Unable to receive a correct transfer with heap allocation crash

Hi,

I am using libcanard library and I just want tor subscribe and receive data from the remote node.
So first, I have initiated the instance:

static O1HeapInstance* heap_;

static void* memAllocate(CanardInstance* const ins, const size_t amount)
{
    (void) ins;
    return o1heapAllocate(heap_, amount);
}

static void memFree(CanardInstance* const ins, void* const pointer)
{
    (void) ins;
    o1heapFree(heap_, pointer);
}

inline auto allocate(CanardInstance* const ins, const std::size_t amount) -> void*
{
    (void) ins;
    (void) amount;
    return nullptr;
}

inline void free(CanardInstance* const ins, void* const pointer)
{
    (void) ins;
    (void) pointer;
}

and Instance is a member of my class which is initialized during the constructor call:

ins_ = canardInit(&memAllocate, &memFree);
ins_.mtu_bytes = CANARD_MTU_CAN_CLASSIC;
ins_.node_id = 10;

After initializing my instance, I made a subscription:

(void) canardRxSubscribe(&ins_, CanardTransferKindMessage, 1234, 500, CANARD_DEFAULT_TRANSFER_ID_TIMEOUT_USEC, &radar1_subscription_);

And then, in my main loop function I just read the CAN interface to populate my CanardFrame and then using canardRxAccept:

CanardTransfer transfer;
CanardFrame frame{};
struct canfd_frame cfd;
poll_int = poll(&poll_, 1, 100);
if (poll_int <= 0) continue;

struct timespec ts;
clock_gettime(CLOCK_TAI, &ts);

uint8_t payload_buffer[500]{};
const ssize_t read_size = read(soc_, &cfd, sizeof(struct can_frame));
(void) memset(&frame, 0, sizeof(CanardFrame));
frame.timestamp_usec  = (CanardMicrosecond)((ts.tv_sec * MEGA) + (ts.tv_nsec / KILO));
frame.extended_can_id = cfd.can_id & CAN_EFF_MASK;
frame.payload_size    = cfd.len;
frame.payload         = payload_buffer;
(void) memcpy(payload_buffer, &cfd.data[0], cfd.len);
ROS_INFO("The Extended CAN ID: %d, payload size from CAN: %lu", frame.extended_can_id, frame.payload_size);

const int8_t result = canardRxAccept(&ins_, &frame, 0, &transfer);
ROS_INFO("Port ID: %d, remote_id: %d, the payload size: %lu", transfer.port_id, transfer.remote_node_id, transfer.payload_size);

However, I do not see the correct Port ID nor correct remote id and some garbage payload size and eventually the program crashes due to heap assertion:

[ INFO] [1597998075.124745439]: The Extended CAN ID: 268751402, payload size from CAN: 8
[ INFO] [1597998075.124920397]: Port ID: 58992, remote_id: 58, the payload size: 187650331065304
can_server1: /home/master-wheel/ros_ws/src/can_server/include/can_server/o1heap.c:293: o1heapAllocate: Assertion `handle != ((void *)0)' failed.

What am I doing wrong?

You donā€™t need your allocate()/free(), delete them. One of the problems is that you access invalid memory when doing your last logging call:

ROS_INFO("Port ID: %d, remote_id: %d, the payload size: %lu", transfer.port_id, transfer.remote_node_id, transfer.payload_size);

Because the transfer instance is populated only if the transfer is accepted. Please read the documentation for canardRxAccept().

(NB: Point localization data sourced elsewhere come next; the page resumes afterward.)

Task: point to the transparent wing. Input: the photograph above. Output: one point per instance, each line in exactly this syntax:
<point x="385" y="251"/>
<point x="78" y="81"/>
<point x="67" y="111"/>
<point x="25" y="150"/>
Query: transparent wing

I did not look further but I suggest to use Valgrind if you encounter memory issues.

P.S.: you donā€™t seem to need payload_buffer, too; you can just make the frame payload point to cfd.data.

I see. Can you please tell me what does the result of 0 means when using canardRxAccept? I can see that documentation specifies the result of 1 or negated

It means that the received frame did not complete a transfer. In other words, the library updated its inner state but there is nothing yet for your application to do because the transfer is not yet fully received (or the frame is not related to any of the existing subscriptions).

I just pushed a fix that should make the docs a bit clearer:

Thanks. Regarding the possible memory leak, I used Valgrind but it just did not make a lot of sense to me. Do you think this is due to the CAN frame or something I done in my code with heap?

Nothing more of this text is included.